Electromechanical solutions generally provide better RF
characteristics with higher isolation level and lower insertion loss within the whole frequency range. In addition,
contacts are able to carry a DC signal superimposed on the
RF signal and to transmit higher RF power. They yield true
broadband RF characteristics from DC up to the specified
frequency.
Excellent isolation properties can be achieved regardless of
the ambient temperature since the isolation is made of air
or plastics. Metal contacts provide the lowest possible insertion loss. Furthermore electromechanical RF switches
are able to transmit RF signals without any signal distortion, neither amplitude distortion nor phase distortion and
without any signal modulation, neither cross modulation
nor mutual modulation, regardless of the temperature.
While electromechanical RF relays have traditionally been
large, recently introduced designs, offering the combination
of small physical size and superb RF characteristics, with
isolation values up to more than 80 dB @ 1 GHz, insertion
loss 0.3 dB, and VSWR values less than 1.3, are impressive.
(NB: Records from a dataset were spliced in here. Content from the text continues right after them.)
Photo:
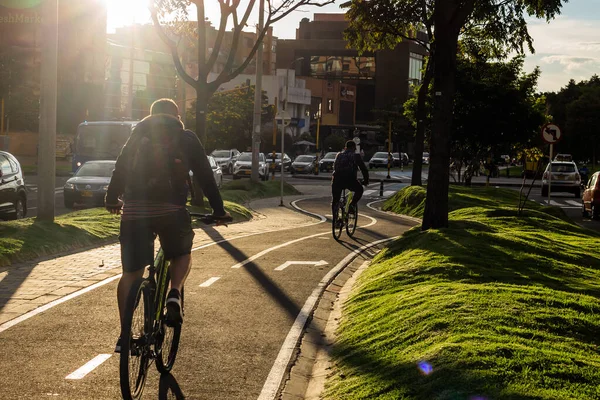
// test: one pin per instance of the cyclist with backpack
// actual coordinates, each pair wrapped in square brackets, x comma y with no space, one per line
[345,167]
[152,176]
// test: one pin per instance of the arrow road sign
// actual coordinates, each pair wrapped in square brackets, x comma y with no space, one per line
[551,133]
[288,263]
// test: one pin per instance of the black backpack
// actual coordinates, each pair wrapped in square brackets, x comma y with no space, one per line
[345,163]
[158,169]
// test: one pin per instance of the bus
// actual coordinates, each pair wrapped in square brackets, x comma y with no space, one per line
[100,140]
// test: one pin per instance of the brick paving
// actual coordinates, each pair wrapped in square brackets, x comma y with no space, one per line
[26,286]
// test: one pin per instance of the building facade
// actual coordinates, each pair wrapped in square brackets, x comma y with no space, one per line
[375,80]
[81,48]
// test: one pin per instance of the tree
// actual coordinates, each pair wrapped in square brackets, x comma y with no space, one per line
[499,24]
[496,111]
[172,23]
[229,118]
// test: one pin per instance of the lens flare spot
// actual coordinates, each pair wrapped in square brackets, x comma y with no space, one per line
[425,367]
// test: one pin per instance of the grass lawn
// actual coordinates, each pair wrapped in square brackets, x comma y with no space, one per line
[29,238]
[497,306]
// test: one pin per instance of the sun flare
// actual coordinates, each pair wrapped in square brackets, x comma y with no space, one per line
[126,12]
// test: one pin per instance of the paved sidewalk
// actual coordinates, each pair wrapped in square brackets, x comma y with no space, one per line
[27,286]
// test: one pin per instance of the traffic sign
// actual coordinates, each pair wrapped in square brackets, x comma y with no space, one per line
[283,116]
[551,133]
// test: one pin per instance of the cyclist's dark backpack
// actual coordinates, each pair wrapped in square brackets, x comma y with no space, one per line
[345,164]
[158,169]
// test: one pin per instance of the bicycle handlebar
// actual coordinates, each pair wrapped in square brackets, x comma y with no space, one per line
[210,219]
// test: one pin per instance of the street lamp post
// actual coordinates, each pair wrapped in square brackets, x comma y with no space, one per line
[287,85]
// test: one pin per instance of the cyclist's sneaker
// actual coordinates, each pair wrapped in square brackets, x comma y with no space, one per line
[174,313]
[118,345]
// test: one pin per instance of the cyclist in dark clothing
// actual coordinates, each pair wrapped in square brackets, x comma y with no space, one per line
[345,167]
[148,213]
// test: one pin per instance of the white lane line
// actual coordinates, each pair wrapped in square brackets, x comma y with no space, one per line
[89,366]
[210,281]
[273,382]
[262,253]
[56,302]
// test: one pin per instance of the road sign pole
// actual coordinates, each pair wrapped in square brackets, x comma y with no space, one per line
[282,140]
[550,173]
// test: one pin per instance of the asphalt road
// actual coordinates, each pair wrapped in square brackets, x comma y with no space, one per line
[234,327]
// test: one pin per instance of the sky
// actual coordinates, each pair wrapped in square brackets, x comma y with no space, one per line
[566,48]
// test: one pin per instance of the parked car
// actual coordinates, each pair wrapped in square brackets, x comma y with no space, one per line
[326,163]
[565,178]
[379,159]
[226,159]
[304,164]
[287,161]
[563,157]
[89,184]
[590,199]
[243,166]
[217,172]
[13,194]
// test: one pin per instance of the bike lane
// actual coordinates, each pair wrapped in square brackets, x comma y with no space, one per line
[236,319]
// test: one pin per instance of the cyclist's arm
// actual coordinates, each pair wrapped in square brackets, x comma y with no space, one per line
[203,173]
[118,180]
[363,167]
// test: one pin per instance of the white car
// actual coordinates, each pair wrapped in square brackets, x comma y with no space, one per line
[243,166]
[217,172]
[226,159]
[379,159]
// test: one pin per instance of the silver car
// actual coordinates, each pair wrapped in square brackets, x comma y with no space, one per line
[226,159]
[565,178]
[243,166]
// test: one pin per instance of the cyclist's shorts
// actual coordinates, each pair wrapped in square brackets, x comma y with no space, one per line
[137,239]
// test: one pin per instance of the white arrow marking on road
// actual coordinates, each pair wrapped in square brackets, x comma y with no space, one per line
[210,281]
[288,263]
[89,366]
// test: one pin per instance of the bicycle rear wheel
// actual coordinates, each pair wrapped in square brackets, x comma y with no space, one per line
[337,222]
[167,341]
[352,220]
[135,346]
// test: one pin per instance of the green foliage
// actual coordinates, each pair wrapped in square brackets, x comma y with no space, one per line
[334,142]
[229,118]
[495,307]
[575,110]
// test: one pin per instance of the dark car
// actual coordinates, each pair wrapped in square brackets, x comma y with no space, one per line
[13,194]
[304,164]
[226,159]
[89,184]
[287,161]
[326,163]
[590,200]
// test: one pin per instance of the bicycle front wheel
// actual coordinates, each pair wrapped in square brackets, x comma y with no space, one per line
[167,342]
[352,220]
[337,222]
[135,344]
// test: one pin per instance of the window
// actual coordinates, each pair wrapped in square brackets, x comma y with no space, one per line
[415,64]
[5,166]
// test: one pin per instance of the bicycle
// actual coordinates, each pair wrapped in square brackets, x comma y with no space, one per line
[343,216]
[145,336]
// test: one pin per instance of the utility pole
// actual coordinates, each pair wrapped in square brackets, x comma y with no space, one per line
[47,132]
[256,122]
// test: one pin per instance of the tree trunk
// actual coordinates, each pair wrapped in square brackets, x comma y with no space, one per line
[202,97]
[421,117]
[436,203]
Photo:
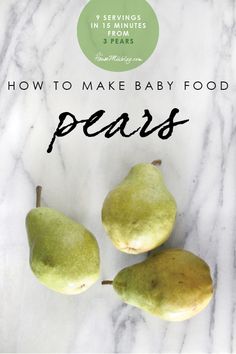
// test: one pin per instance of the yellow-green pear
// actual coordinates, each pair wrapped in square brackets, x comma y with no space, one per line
[173,284]
[139,214]
[64,255]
In addition to the excellent RF characteristics, RF
relays yield about the same performance as standard telecom relays. Both latching and non-latching switching characteristics are available, requiring a power consumption of
only 140 mW (non-latching) and 70 mW (1 coil latching).
Good mechanical and electrical endurance values and high
dielectric characteristics result in an extremely robust and
reliable design. Standard assembly technologies can be
used such as lead-free SMD soldering.
B.
Limiting Factors for carrying and switching RF
power
Miniature electromechanical RF relays with a size between
0.5 and 4 cm3 typically are able to carry 10 W and to
switch a few Watt of RF power.
The RF power carrying capability of relay contacts is defined mostly by the heat generated when the power passes
the contacts. The heat is mainly generated by intrinsic ohmic loss. As electromechanical relays inherently have low
contact resistance values, the ohmic loss is relatively small.
As shown in [1], the constriction resistance of contacts
depends on the frequency of the signal as skin effects result
in a reduction of the spot diameters. In order to minimize
this resistance, high conductive materials are used, and
even coated with silver. Contacts are gold plated to keep
the resistance low and stable during their entire lifetime.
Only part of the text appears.